Nach dem letztjährigen Rahmenbaukurs bei Christian Pyttel hat mich das Rahmenbauthema nicht mehr wirklich losgelassen. Nach langem Hin und Her bestellte ich dann eine Rahmenbaulehre von The Bicycle Academy und fand auch eine räumliche Möglichkeit in Form einer kleinen Werkstatt, in der ich nun werken kann. Theoeretisch kann man den Rahmen auch ohne Rahmenlehre bauen, aber dann wird es eben immer komplizierter und zeitaufwendiger. Bei solchen Projekten ist es immer eine Frage, wieviel Zeit man hineinstecken will. Verarbeitungstechnisch ist an dem Gravelbike zum Beispiel sicher noch etwas herauszuholen. Am Ende geht es darum, wann man aufhört zu schleifen.
Das gezeigte Rad ist für einen guten Freund. Mein eigenes Gravelbike ist gerade noch in der Mache. Es ist daher gewissermaßen ein Übungsstück für mich, mit dem Vorteil dass ich das Material nicht zahlen musste.

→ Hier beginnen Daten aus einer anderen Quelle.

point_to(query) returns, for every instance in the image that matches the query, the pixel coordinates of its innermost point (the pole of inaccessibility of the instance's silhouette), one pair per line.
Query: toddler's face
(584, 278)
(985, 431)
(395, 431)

Das Lastenheft ist schnell umrissen: Gravelbike mit Disc und Flatmount-Steckachse (Da gab es dieses Jahr auch noch nicht garnicht so viele aus Stahl von der Stange), Custom-Geo (Sitzriese) und feste Lichtanlage mit Nabendynamo und Farbe „Gelb“ (Porsche Racing-Gelb) und das natürlich innerhalb eines (mehrfach ausgeweiteten) Budgets. Für die Schutzbleche haben wir auf den Einsatz von Raceblades geeinigt. Gewinde-Ösen für die Gepäckträgermontage sollten dabei sein. Unter 2000 € ist sowas selbst im Eigenbau und „nur“ mit Shimano 105 nicht machbar…

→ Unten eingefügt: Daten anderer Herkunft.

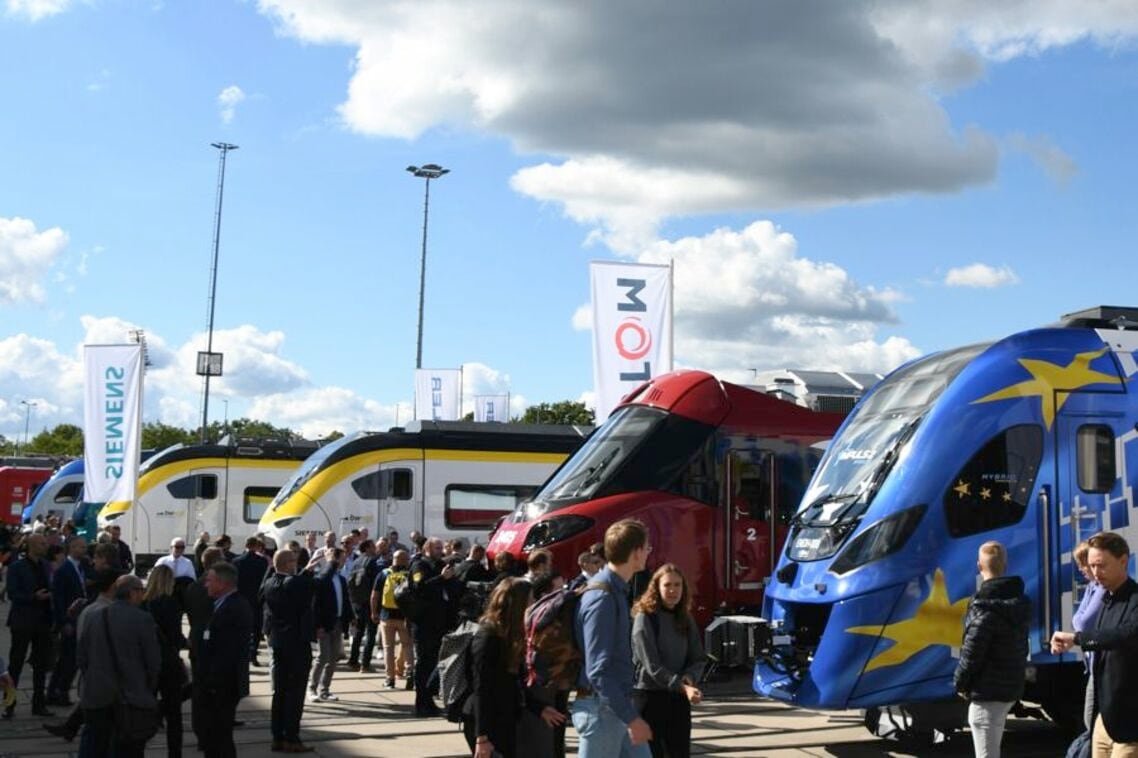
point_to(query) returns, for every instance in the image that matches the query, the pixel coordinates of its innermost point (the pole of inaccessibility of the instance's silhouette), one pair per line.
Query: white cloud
(228, 101)
(36, 9)
(748, 299)
(980, 274)
(643, 112)
(1055, 163)
(26, 255)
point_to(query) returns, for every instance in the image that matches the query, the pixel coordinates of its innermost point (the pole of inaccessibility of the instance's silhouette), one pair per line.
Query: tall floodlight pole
(208, 364)
(427, 172)
(27, 417)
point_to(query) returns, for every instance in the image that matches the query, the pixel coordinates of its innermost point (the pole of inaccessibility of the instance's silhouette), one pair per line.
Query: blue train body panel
(1030, 441)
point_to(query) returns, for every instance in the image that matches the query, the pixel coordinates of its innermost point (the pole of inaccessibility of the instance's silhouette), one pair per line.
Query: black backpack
(361, 581)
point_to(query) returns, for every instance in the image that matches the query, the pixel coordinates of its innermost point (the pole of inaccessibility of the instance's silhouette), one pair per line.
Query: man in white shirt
(178, 562)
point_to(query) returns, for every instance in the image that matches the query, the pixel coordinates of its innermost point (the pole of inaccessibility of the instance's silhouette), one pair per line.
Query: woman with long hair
(497, 698)
(161, 602)
(669, 661)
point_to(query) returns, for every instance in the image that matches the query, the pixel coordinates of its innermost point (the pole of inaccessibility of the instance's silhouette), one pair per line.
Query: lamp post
(27, 418)
(427, 172)
(208, 364)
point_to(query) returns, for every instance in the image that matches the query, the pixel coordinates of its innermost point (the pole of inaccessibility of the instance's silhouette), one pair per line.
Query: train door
(196, 495)
(749, 508)
(1088, 494)
(401, 503)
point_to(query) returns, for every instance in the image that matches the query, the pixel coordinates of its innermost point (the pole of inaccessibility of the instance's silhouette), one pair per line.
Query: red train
(715, 470)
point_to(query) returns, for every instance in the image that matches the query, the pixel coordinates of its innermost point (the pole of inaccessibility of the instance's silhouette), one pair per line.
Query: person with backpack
(603, 714)
(494, 708)
(669, 661)
(361, 581)
(433, 584)
(386, 611)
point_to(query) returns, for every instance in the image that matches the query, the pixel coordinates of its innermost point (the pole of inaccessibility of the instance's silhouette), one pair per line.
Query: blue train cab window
(992, 488)
(196, 485)
(1095, 458)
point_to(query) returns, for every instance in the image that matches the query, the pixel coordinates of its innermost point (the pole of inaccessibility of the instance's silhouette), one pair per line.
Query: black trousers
(427, 644)
(39, 641)
(364, 632)
(219, 710)
(289, 675)
(64, 673)
(669, 714)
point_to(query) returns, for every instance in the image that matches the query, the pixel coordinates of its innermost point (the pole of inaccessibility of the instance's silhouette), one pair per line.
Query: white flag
(113, 421)
(492, 408)
(632, 328)
(438, 394)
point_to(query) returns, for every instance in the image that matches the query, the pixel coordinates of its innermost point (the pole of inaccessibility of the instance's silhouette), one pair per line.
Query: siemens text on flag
(632, 328)
(113, 421)
(438, 394)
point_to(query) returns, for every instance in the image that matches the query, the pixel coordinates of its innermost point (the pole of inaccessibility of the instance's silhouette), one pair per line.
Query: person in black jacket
(332, 610)
(30, 620)
(289, 620)
(994, 653)
(167, 616)
(224, 661)
(434, 584)
(1113, 637)
(252, 567)
(68, 596)
(492, 713)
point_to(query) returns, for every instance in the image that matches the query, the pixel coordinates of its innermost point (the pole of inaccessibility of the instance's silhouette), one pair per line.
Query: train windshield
(311, 466)
(636, 448)
(859, 460)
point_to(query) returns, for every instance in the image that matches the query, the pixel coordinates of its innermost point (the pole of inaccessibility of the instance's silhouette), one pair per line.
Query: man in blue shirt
(603, 715)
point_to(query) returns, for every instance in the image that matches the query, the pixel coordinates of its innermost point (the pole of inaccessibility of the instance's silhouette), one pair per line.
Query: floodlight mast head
(428, 171)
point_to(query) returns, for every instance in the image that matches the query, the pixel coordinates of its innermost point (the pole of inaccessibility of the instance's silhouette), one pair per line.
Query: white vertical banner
(438, 394)
(112, 421)
(632, 328)
(492, 408)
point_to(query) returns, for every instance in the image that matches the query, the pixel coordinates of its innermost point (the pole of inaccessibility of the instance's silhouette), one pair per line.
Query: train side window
(69, 493)
(196, 485)
(1095, 458)
(401, 484)
(479, 507)
(369, 486)
(255, 500)
(751, 483)
(992, 488)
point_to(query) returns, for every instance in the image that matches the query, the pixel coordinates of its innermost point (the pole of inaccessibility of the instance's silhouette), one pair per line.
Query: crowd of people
(79, 610)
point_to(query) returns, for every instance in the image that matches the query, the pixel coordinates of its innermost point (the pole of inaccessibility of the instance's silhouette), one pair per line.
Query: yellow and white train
(443, 478)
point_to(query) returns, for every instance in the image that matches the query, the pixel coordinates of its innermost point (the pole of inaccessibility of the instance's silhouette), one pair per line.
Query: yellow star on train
(937, 621)
(1053, 382)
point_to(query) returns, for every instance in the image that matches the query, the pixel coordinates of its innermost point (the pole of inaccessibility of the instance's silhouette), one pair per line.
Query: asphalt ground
(370, 721)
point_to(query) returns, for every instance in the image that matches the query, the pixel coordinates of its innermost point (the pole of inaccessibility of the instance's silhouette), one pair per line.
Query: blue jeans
(602, 733)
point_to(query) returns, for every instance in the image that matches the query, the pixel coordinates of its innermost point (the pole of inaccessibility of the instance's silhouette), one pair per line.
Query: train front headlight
(883, 538)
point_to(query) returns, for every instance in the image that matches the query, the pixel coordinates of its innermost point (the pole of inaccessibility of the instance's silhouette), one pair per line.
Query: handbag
(132, 723)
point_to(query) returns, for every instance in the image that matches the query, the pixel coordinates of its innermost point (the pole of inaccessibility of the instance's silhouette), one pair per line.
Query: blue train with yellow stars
(1031, 441)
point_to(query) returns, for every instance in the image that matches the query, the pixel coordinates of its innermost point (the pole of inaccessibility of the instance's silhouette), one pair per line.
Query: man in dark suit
(224, 662)
(30, 620)
(199, 608)
(332, 609)
(289, 620)
(252, 567)
(68, 596)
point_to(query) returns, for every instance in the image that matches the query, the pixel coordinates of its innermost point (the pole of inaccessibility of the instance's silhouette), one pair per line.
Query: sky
(839, 186)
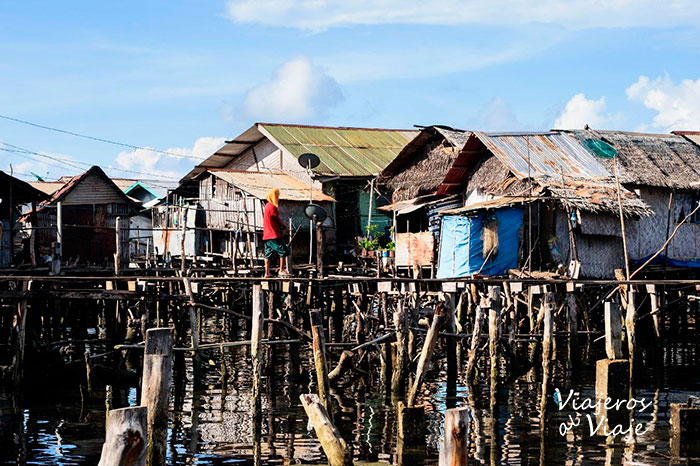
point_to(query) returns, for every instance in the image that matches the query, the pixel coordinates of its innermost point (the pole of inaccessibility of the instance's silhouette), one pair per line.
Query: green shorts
(276, 246)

Was zeichnet das Rad für Dich besonders aus? Wenn es ein Selbstaufbau oder Tuning ist: Worauf hast Du besonders geachtet?

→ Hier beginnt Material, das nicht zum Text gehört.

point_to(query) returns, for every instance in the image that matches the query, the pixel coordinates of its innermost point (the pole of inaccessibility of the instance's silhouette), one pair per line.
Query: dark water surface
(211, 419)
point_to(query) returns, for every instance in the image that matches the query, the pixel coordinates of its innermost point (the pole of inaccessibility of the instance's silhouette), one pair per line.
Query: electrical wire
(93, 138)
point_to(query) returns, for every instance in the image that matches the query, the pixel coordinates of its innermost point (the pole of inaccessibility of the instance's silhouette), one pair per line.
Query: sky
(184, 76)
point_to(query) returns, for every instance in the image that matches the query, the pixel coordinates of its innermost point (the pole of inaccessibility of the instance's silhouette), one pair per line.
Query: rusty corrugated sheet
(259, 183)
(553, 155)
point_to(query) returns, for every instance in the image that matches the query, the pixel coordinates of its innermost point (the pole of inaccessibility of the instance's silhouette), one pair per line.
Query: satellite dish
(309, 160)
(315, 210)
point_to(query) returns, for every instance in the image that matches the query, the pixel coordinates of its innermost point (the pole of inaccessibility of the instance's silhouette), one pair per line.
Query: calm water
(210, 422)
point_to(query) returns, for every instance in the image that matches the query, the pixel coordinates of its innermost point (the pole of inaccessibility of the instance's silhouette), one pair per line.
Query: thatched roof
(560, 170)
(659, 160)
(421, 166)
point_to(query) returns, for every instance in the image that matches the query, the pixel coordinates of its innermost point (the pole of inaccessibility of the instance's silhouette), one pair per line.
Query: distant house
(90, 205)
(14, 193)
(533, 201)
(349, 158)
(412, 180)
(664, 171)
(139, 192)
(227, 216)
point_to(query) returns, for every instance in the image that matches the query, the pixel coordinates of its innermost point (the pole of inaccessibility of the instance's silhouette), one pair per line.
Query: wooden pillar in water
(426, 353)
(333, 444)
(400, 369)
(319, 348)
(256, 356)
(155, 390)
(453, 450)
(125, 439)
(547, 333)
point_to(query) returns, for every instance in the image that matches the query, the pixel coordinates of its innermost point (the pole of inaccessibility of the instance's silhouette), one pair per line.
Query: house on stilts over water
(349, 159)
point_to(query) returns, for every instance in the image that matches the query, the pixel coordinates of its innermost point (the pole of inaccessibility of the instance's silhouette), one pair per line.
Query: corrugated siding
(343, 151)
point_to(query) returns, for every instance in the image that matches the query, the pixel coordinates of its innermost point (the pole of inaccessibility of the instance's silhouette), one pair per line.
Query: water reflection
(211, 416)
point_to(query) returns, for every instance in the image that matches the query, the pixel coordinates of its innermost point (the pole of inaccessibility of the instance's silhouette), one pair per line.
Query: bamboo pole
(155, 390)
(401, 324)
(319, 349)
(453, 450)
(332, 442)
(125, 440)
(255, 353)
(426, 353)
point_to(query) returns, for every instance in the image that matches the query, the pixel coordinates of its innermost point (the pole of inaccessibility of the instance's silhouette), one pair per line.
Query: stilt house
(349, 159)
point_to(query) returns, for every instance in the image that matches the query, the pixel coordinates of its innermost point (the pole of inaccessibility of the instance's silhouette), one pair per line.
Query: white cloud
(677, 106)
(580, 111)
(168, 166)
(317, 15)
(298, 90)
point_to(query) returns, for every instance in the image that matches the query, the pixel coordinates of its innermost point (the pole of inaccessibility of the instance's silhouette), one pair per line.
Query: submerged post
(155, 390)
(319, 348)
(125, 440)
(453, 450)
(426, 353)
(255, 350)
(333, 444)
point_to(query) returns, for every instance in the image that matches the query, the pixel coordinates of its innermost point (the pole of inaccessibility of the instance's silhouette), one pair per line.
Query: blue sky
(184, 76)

Zunächst die Rohrauswahl (Columbus Life und Zona) mit gebogenen Sitzstreben ohne Bremssteg und dann auch die halb-gemuffte Bauweise mit Muffen (silbergelötet) an Sitzrohrknoten und Tretlager und
fillet-brazed Steuerrohr (Fillet-Brazing ist ein Verfahren, bei die Rohre auf Passung gefräst werden und eine Lotschicht in und um die Fügung aufgetragen wird; es gilt als deutlich anspruchsvoller als das Verlöten in Muffen, da die Rohre besser gepasst sein müssen und die Toleranzen geringer sind. Anm. der Redaktion) Insgesamt galt „keep it simple stupid“. Um den Wartungsaufwand gering zu halten und die Rohre nicht zu schwächen, wurden alle Züge außen verlegt, einzig das Rücklicht hat von Tretlager bis zum Ausgang am Sitzrohr eine interne Kabelverlegung.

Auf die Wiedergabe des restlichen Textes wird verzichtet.